Rating: Summary: Extremely Well Written Guide to e-Business Review: Ravi Kalakota and Marcia Robinson are e-commerce experts who understand the strategic evolution of the enterprise towards e-business. In e-Business: Roadmap for Success Ravi and Marcia strip the hype off electronic commerce and show managers how to address the organizational challenges that need to be managed as a result of this emerging business model and provide a framework for mastering a successful migration. This book includes real world information on strategies that web savvy companies, including Amazon.com and Cisco, have employed to succeed in smoothly transitioning to this emerging business model. This book is a must read for any manager interested in implementing an e-business initiative.
Rating: Summary: e-Business is different from e-commerce Review: This is the first book that clearly states how e-business is different from e-commerce. Most "e" writers don't seem to understand the difference. e-Business is the transition from a traditional IT infrastructure into a complex set of integrated "inter-locking" application frameworks such as ERP, SCM, CRM, ORM, EAI, e-Sales etc. Most companies are making their investments in these frameworks. e-Commerce may be the cause, but investments in integrated apps is clearly where the action is, at least for the next two years. I must praise the authors for seeing this trend years ago, for it takes at least two years from concept to publication. Only today is the mainstream market getting this key idea: e-commerce is just the tip of iceberg (10%), e-business is the hidden portion of the iceberg (90%). Dr. Kalakota does seem to have a knack for spotting key trends quickly. His 1995 Frontiers book was way ahead of its time.
Rating: Summary: Very insightful Review: I really liked this book. I am doing an MBA at the moment in the Michael Smurfit Business School and was trying to get an example for an eBusiness Model. The choice in the end came between Weil's Book 'Place and Space' and Kalakota's, but, there was no choice. Even though I have the greatest respect for Weil. Kalakota was pragmatic. At first as I staggered through the earlier chapters I thought, 'Hello' ... have you heard of dot.con ( we are talking about techie stuff...)and then it clicked , literally , this guy , or should I say lady and gent, have it all sussed.
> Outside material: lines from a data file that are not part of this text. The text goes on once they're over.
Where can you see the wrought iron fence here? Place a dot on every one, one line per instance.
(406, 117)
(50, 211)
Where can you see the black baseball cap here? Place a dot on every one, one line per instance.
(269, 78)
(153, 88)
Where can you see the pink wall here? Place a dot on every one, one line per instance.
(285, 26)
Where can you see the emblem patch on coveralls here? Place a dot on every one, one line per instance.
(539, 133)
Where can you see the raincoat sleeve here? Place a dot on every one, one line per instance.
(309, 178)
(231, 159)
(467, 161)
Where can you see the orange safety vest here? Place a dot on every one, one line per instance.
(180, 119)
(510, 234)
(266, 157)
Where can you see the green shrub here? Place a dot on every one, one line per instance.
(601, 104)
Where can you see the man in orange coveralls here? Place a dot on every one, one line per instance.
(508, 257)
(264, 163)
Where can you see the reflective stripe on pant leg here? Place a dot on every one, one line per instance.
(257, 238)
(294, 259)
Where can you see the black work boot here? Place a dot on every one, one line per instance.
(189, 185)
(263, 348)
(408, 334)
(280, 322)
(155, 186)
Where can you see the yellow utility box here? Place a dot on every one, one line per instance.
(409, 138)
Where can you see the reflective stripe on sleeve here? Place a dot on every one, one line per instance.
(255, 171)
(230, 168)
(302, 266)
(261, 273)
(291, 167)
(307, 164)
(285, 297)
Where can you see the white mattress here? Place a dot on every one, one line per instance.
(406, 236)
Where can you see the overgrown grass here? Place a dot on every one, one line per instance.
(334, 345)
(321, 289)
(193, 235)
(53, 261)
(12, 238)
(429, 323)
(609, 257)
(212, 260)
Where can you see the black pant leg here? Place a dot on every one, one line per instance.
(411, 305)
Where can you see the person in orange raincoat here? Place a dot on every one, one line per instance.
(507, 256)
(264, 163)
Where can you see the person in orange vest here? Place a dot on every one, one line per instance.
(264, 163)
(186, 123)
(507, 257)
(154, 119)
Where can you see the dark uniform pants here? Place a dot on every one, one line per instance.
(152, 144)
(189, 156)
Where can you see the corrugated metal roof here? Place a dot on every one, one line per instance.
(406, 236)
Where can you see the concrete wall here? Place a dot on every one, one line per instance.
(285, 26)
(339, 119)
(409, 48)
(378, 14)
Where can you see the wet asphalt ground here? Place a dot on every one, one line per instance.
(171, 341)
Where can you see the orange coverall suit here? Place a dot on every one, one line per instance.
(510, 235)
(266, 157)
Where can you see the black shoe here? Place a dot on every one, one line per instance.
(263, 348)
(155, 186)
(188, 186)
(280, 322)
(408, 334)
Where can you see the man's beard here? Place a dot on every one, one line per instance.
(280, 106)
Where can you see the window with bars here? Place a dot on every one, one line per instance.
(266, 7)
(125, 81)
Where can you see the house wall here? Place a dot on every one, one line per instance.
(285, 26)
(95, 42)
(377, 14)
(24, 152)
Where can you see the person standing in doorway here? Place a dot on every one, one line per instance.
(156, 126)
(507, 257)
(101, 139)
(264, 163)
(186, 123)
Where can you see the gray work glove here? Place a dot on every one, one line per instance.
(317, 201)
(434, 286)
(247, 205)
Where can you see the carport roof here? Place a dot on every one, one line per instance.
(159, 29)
All eBusiness models should be based on sound business principles. 'e' has changed the principles but it is still the same message. Incorporate and get on with it. That's the message and do it as soon as possible. That's the reality! Business has not changed, just the tools, and the speed ...But beware once you do it, you have to keep on doing it, to come out on tops, it'a a reiterative cycle, OK babe...
Rating: Summary: A good text, a powerful understanding. Review: I read this for as a text for a course in ECommerce and I enjoyed the candid dialogue that the author used in this book. The examples and ideas are not outdated. Not a how to book, but more of a these are the main business concepts and opportunities you can benefit from, book. Really enjoyed it.